API documentation
Replacer
Helper function, returns a list of tokens with (N)grams connected
Parameters:
Name | Type | Description | Default |
---|---|---|---|
sentence |
sentence in form of tokens with grams |
required | |
bigrams |
a mapper of (t1, t2) => t1_t2 |
required | |
window_size |
how many tokens to be considers: default 2 |
2
|
Returns:
Name | Type | Description |
---|---|---|
sentence |
SentenceType
|
sentence in form of tokens with (N)grams |
Usage:
from bigrams import replacer
bigrams = {("new", "york")}
in_sentence = ["this", "is", "new", "york", "baby", "again!"]

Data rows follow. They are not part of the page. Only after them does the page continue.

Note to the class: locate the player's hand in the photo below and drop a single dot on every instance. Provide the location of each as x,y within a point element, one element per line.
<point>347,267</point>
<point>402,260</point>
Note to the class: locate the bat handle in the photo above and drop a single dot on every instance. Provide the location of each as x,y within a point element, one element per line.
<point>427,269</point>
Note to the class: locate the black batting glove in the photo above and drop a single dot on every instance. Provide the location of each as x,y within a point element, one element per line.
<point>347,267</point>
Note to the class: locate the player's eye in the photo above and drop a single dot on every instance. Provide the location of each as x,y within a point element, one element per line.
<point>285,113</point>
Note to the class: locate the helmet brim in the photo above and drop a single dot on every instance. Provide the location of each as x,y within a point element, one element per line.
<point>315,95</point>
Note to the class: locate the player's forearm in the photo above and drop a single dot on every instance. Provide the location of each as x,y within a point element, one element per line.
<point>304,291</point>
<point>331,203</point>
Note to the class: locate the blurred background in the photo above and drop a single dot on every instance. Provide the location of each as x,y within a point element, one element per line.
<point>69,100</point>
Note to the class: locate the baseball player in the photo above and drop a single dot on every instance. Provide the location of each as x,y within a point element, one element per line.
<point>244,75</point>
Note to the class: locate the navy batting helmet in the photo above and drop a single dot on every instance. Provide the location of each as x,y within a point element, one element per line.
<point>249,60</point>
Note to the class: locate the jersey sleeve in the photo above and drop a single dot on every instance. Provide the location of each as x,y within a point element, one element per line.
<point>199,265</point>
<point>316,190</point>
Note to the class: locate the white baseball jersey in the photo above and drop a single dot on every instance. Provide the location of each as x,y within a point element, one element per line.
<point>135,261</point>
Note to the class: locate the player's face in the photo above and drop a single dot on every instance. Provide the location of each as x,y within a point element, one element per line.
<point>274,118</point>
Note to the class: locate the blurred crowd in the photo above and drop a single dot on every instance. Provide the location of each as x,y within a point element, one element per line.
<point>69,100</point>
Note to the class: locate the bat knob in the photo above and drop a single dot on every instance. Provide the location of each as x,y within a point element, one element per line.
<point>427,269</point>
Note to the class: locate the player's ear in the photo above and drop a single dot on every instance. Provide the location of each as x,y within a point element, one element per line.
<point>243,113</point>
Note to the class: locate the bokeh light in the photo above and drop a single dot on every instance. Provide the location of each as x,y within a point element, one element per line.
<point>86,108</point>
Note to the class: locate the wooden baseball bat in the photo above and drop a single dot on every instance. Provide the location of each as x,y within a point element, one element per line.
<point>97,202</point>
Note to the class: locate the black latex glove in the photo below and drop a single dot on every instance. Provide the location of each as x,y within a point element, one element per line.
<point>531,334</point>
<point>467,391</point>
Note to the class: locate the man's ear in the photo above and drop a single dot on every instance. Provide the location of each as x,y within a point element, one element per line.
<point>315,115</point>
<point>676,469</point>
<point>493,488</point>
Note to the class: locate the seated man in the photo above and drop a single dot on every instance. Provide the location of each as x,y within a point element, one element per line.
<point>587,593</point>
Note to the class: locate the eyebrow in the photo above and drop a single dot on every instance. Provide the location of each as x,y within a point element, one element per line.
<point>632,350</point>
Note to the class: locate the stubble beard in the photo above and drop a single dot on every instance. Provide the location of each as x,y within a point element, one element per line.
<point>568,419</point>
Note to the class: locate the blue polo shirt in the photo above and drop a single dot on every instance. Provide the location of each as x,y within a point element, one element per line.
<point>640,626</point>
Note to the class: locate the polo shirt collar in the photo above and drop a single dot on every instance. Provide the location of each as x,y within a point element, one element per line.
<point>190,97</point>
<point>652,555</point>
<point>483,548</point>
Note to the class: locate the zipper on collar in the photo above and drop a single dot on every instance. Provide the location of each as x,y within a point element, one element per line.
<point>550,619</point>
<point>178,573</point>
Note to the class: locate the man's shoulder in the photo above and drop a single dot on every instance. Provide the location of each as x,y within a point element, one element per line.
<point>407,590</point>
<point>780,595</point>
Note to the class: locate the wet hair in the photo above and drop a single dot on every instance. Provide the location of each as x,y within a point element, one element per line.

out_sentence = replacer(sentence=in_sentence,
bigrams=bigrams,
window_size=2,
)
assert out_sentence == ["this", "is", "new_york", "baby", "again!"]
Grams
Grams allows you to transform a list of tokens into a list of (N)grams tokens Arguments: threshold: how many times should tokens appears together to be connected as ngrams window_size: the N in (N)gram. how many words should be considered. defaults = 2 Usage:
from bigrams import Grams
in_sentences = [["this", "is", "new", "york", "baby", "again!"],
["new", "york", "and", "baby", "again!"],
]
g = Grams(window_size=2, threshold=2)
out_sentences = g.fit_transform(in_stences)
out_sentences